Le conseiller syndical Michel Murray évitera un procès

Le conseiller syndical Michel Murray évitera un procès dans le dossier de la poursuite en diffamation intentée par l'Université de Sherbrooke en 2012. Une proposition de règlement s'élevant à 30 000 $ doit permettre de clore cette affaire.
Le procès de M. Murray devait être entendu au palais de justice de Sherbrooke à compter de la semaine prochaine, du 10 au 13 mars. Rappelons que l'UdeS et quatre de ses cadres poursuivaient en diffamation le conseiller syndical. Ils réclamaient 335 000 $ en dommages et intérêts.
La somme de 30 000 $ comprendrait environ 5000 $ pour l'UdeS et par cadre, en plus d'un montant pour les frais, selon Serge Morin, directeur adjoint au SCFP. « C'est un règlement à la satisfaction des deux parties. Il permettra de tourner la page », estime M. Morin, qui ne voulait pas encore s'avancer pour dire que tout était conclu, car il devait d'abord reparler avec les procureurs au dossier. Une telle entente est à ses yeux le meilleur scénario qui puisse survenir dans un tel contexte, plutôt que d'entreprendre un procès qui aurait été coûteux. Selon nos informations, certains éléments restent encore à être finalisés.
Dans un document déposé en cour dont La Tribune a obtenu copie, on pouvait lire que la « partie défenderesse a acquiescé partiellement à jugement dans le présent dossier et se désiste de sa défense ». M. Morin estime qu'il y a une forme de « reconnaissance de certains dommages » de la part de la partie défenderesse avec ce désistement. Il rappelle également que M. Murray s'était excusé après avoir tenu les propos qui lui ont été reprochés.
Dans une entrevue accordée au 107,7 FM Estrie, M. Murray avait traité les quelque 155 cadres de l'UdeS de « crapules » en raison des 2,8 M$ en heures supplémentaires qu'ils avaient touchés pendant la grève des employés de soutien. « Ça donne envie de vomir quand on voit que pendant 16 semaines, on était à la table des négociations, on tentait de négocier avec des gens et il y en a qui, sans se tromper, ont pu se payer un gros jacuzzi sur le dos des employés de soutien (...) », avait-il notamment mentionné.
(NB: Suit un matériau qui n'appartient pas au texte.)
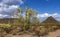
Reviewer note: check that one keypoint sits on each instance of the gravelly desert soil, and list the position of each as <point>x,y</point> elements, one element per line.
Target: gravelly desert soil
<point>51,34</point>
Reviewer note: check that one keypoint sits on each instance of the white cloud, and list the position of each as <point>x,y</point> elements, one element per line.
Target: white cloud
<point>9,6</point>
<point>47,15</point>
<point>12,2</point>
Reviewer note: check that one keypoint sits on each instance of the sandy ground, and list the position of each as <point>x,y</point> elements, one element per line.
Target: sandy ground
<point>51,34</point>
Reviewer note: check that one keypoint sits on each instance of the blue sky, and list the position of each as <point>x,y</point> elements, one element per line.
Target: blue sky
<point>45,8</point>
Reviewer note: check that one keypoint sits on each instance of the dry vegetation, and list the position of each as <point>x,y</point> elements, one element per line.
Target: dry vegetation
<point>24,27</point>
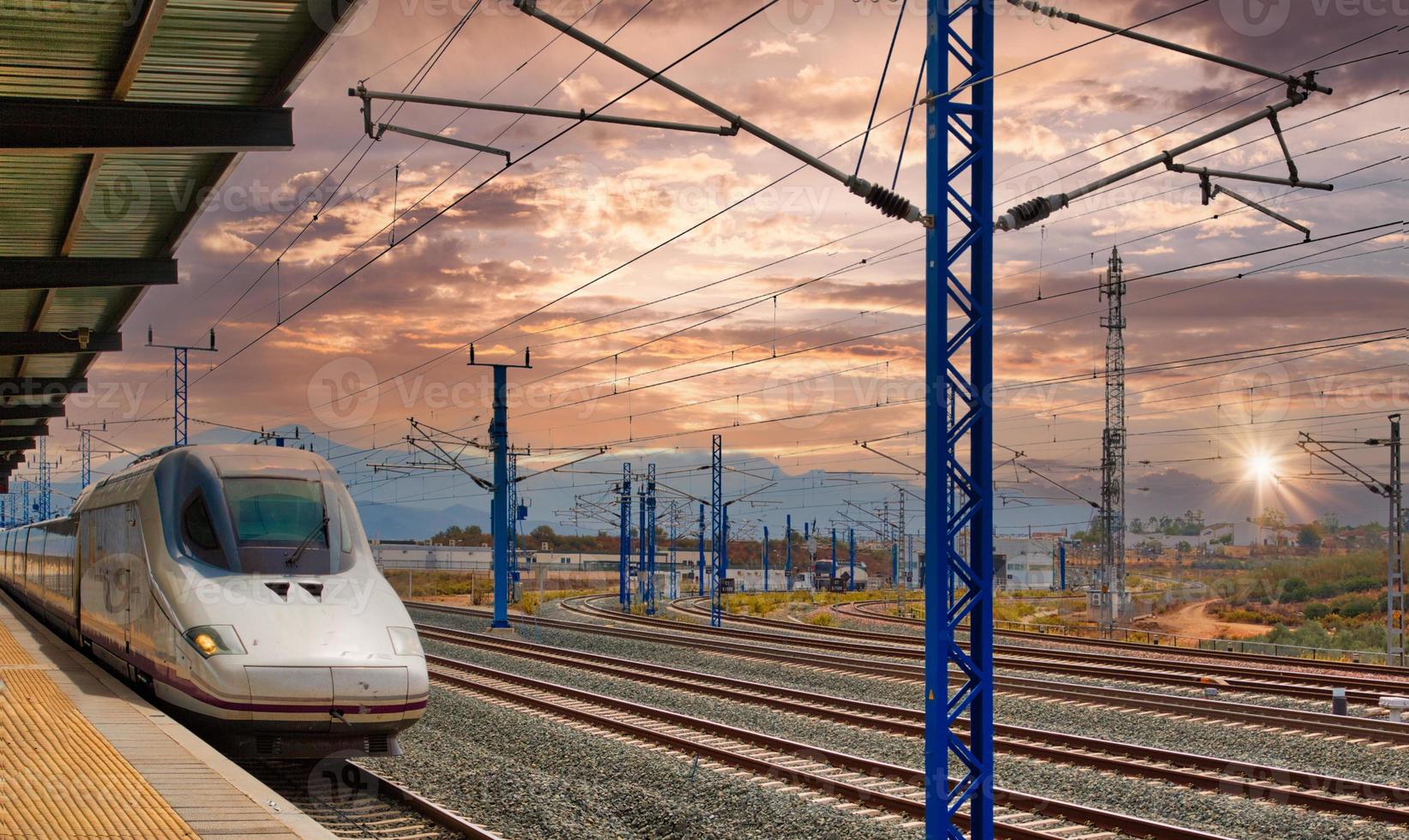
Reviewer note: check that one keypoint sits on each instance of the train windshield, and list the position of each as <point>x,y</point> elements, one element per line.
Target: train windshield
<point>278,512</point>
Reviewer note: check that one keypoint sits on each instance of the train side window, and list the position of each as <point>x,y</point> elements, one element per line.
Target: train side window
<point>201,533</point>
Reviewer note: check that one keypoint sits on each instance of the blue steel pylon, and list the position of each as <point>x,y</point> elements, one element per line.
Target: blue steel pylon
<point>718,561</point>
<point>960,282</point>
<point>788,553</point>
<point>701,575</point>
<point>624,540</point>
<point>499,513</point>
<point>765,558</point>
<point>181,354</point>
<point>513,526</point>
<point>648,538</point>
<point>852,540</point>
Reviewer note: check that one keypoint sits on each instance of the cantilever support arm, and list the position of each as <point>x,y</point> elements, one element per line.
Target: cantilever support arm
<point>1205,172</point>
<point>1219,188</point>
<point>882,199</point>
<point>1039,209</point>
<point>584,116</point>
<point>1306,81</point>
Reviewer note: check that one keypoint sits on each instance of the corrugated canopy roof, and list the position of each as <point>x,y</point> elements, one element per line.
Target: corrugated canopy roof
<point>116,118</point>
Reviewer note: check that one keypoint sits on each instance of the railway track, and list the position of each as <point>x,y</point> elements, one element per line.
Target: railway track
<point>352,801</point>
<point>1292,722</point>
<point>878,787</point>
<point>1295,684</point>
<point>1255,781</point>
<point>870,610</point>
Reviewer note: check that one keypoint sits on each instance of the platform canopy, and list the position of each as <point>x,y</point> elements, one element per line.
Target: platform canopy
<point>117,120</point>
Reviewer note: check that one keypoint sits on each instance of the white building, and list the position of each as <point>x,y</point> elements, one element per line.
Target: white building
<point>1025,564</point>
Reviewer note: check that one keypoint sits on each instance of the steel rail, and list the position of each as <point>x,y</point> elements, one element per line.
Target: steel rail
<point>1316,791</point>
<point>860,609</point>
<point>1080,664</point>
<point>1373,730</point>
<point>874,768</point>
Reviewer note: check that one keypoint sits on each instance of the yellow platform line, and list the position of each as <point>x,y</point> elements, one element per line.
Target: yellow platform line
<point>58,776</point>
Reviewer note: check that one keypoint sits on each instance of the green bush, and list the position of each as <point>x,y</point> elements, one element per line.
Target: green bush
<point>1316,612</point>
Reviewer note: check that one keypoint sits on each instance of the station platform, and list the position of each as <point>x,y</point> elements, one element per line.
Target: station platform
<point>82,756</point>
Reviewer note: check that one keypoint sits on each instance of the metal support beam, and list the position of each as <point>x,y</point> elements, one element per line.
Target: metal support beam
<point>83,273</point>
<point>718,511</point>
<point>44,387</point>
<point>499,502</point>
<point>67,127</point>
<point>788,551</point>
<point>31,411</point>
<point>58,343</point>
<point>882,199</point>
<point>960,282</point>
<point>26,430</point>
<point>624,542</point>
<point>1395,595</point>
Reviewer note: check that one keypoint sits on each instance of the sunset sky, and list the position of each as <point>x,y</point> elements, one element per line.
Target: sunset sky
<point>767,310</point>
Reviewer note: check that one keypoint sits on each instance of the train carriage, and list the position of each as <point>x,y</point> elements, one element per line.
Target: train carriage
<point>236,584</point>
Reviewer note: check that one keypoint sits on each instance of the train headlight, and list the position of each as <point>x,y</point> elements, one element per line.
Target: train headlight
<point>405,641</point>
<point>214,640</point>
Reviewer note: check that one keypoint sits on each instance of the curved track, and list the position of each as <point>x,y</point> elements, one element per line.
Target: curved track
<point>868,610</point>
<point>870,783</point>
<point>1294,722</point>
<point>1286,682</point>
<point>1334,795</point>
Michel Murray avait également fait un rapprochement avec le scandale des commandites et les sommes qui ont été versées aux cadres dans le conflit. Il s'était par la suite excusé de ses propos dans les pages de La Tribune.
La grève, survenue à la session d'automne 2011, a duré environ quatre mois et a été le plus long conflit de travail de l'histoire de l'institution. L'UdeS a déposé une requête introductive d'instance en diffamation en 2012. La requête réclamait alors pour l'institution 75 000 $ à titre de dommages et 100 000 $ à titre de dommages et intérêts punitifs de même que 40 000 $ pour chaque cadre.
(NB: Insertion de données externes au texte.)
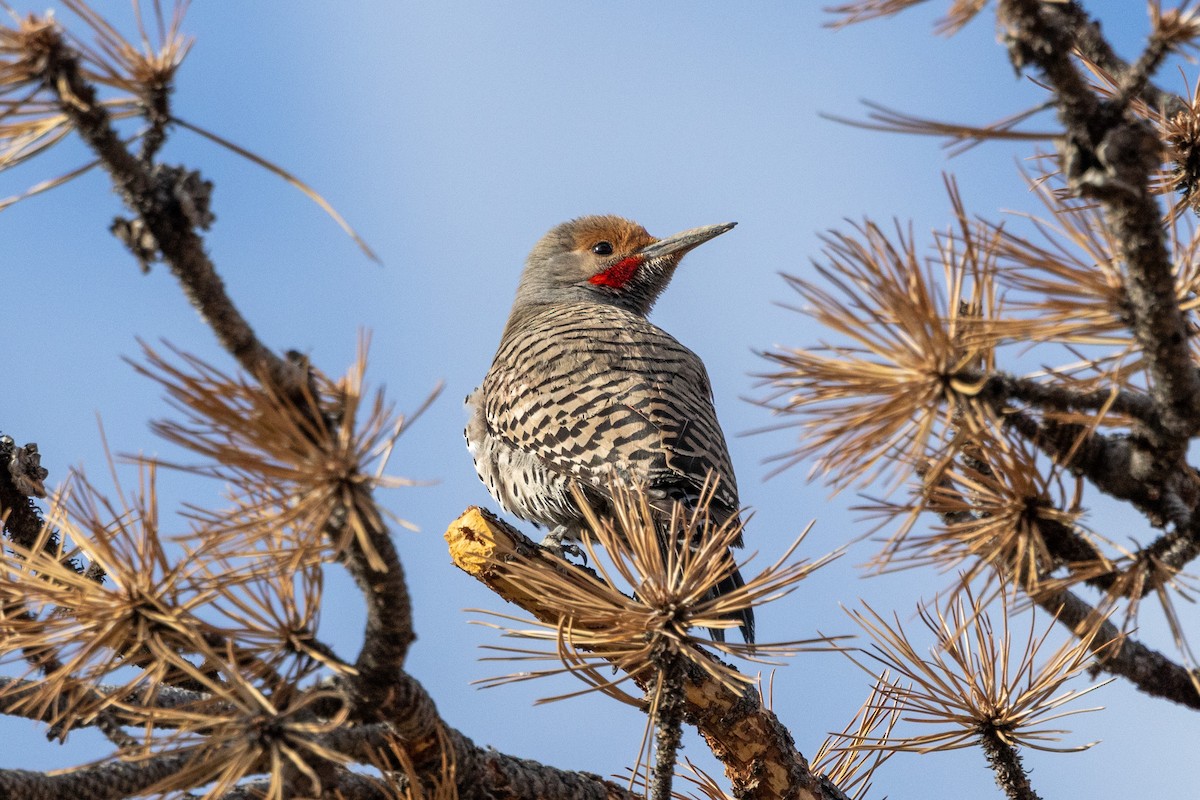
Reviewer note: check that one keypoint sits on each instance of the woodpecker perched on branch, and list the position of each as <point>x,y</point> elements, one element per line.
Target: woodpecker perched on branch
<point>585,389</point>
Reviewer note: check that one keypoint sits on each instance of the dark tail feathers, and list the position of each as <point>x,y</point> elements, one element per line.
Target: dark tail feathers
<point>745,619</point>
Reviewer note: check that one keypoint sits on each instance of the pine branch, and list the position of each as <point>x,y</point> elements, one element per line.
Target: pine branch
<point>757,751</point>
<point>171,205</point>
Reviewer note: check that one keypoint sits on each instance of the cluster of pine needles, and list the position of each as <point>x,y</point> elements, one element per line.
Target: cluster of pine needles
<point>203,648</point>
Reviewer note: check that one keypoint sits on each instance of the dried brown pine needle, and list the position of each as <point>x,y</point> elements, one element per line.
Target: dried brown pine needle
<point>306,469</point>
<point>844,761</point>
<point>142,68</point>
<point>996,510</point>
<point>960,137</point>
<point>879,402</point>
<point>31,118</point>
<point>975,680</point>
<point>959,14</point>
<point>657,588</point>
<point>78,626</point>
<point>243,729</point>
<point>273,613</point>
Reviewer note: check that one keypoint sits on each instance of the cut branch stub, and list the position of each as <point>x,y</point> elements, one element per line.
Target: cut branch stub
<point>757,751</point>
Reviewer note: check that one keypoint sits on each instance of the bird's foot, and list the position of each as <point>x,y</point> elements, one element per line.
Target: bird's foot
<point>555,543</point>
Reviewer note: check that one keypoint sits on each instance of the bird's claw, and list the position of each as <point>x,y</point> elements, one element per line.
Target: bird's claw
<point>555,543</point>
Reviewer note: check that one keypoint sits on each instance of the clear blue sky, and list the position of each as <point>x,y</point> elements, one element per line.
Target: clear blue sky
<point>453,134</point>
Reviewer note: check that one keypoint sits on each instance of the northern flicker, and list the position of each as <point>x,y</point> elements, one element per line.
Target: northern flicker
<point>583,388</point>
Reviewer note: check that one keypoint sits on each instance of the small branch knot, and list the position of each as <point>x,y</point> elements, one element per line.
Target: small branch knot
<point>24,467</point>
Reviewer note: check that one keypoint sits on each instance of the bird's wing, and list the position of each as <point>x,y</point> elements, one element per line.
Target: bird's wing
<point>603,394</point>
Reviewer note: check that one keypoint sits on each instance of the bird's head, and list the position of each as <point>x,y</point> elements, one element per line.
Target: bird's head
<point>606,259</point>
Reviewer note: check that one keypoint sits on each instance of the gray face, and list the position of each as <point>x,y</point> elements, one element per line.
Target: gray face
<point>605,259</point>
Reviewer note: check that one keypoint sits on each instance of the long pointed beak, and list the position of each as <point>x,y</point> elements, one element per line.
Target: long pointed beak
<point>682,242</point>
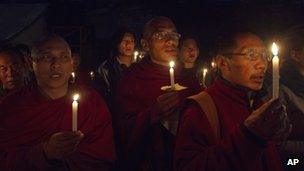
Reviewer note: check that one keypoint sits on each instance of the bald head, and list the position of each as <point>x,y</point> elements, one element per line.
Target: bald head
<point>49,42</point>
<point>155,25</point>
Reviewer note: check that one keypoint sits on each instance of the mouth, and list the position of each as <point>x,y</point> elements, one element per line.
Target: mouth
<point>55,76</point>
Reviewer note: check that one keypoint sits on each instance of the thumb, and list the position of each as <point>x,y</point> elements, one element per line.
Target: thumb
<point>266,107</point>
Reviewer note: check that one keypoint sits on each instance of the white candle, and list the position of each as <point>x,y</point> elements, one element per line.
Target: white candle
<point>171,70</point>
<point>75,112</point>
<point>212,64</point>
<point>92,75</point>
<point>73,77</point>
<point>135,56</point>
<point>204,75</point>
<point>275,72</point>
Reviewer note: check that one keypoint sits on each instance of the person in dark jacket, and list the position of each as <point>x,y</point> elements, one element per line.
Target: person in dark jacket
<point>113,68</point>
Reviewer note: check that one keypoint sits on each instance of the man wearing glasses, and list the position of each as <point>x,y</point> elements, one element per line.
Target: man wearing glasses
<point>220,129</point>
<point>36,122</point>
<point>142,105</point>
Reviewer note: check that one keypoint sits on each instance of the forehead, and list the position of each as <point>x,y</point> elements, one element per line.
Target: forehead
<point>163,25</point>
<point>189,42</point>
<point>249,41</point>
<point>53,46</point>
<point>6,58</point>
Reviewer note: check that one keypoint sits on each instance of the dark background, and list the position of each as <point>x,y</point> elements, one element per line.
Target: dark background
<point>89,24</point>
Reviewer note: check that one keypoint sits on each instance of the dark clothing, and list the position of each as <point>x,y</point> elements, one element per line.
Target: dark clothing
<point>190,78</point>
<point>111,71</point>
<point>237,149</point>
<point>292,92</point>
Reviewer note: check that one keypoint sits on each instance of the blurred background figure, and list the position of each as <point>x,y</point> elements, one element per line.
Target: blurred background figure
<point>12,70</point>
<point>188,55</point>
<point>113,68</point>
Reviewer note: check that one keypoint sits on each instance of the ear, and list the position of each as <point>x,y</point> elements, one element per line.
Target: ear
<point>294,55</point>
<point>223,63</point>
<point>144,45</point>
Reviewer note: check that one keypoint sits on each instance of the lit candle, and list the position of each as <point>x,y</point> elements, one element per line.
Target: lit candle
<point>212,64</point>
<point>92,75</point>
<point>135,56</point>
<point>73,77</point>
<point>75,112</point>
<point>171,70</point>
<point>204,75</point>
<point>275,72</point>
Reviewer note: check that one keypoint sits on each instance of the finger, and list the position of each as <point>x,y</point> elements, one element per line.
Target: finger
<point>168,96</point>
<point>68,142</point>
<point>66,135</point>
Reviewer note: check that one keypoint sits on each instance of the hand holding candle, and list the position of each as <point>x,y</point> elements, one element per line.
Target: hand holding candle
<point>275,72</point>
<point>171,70</point>
<point>205,70</point>
<point>75,112</point>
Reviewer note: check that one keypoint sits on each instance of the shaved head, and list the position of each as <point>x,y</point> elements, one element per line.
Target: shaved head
<point>48,42</point>
<point>155,24</point>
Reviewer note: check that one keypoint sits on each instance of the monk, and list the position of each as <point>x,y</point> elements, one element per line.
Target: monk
<point>219,128</point>
<point>36,122</point>
<point>143,107</point>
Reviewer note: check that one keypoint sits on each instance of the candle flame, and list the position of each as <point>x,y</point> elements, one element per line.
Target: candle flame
<point>212,64</point>
<point>171,64</point>
<point>275,49</point>
<point>205,70</point>
<point>73,74</point>
<point>75,97</point>
<point>135,53</point>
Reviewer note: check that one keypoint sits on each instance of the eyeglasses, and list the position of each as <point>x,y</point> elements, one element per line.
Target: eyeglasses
<point>49,58</point>
<point>167,36</point>
<point>253,55</point>
<point>15,67</point>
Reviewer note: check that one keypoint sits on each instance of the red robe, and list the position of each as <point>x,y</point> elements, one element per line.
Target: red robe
<point>146,145</point>
<point>237,149</point>
<point>27,119</point>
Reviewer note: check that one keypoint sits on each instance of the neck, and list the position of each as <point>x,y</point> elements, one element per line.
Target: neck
<point>188,65</point>
<point>159,62</point>
<point>127,60</point>
<point>51,93</point>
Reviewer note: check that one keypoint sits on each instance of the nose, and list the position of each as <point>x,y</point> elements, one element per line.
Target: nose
<point>56,63</point>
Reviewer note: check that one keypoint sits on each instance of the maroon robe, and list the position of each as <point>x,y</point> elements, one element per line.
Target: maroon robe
<point>27,120</point>
<point>237,149</point>
<point>146,145</point>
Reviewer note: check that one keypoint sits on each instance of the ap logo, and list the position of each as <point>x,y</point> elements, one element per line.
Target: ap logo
<point>292,162</point>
Lorsque l'UdeS avait annoncé - avant même le dépôt de la requête - qu'elle poursuivrait M. Murray, des voix s'étaient élevées pour dénoncer cette décision, principalement en raison des coûts engendrés par une telle démarche judiciaire.
L'Université de Sherbrooke n'a pas voulu émettre de commentaires et il n'a pas été possible d'obtenir ceux de M. Murray sur l'issue de cette affaire.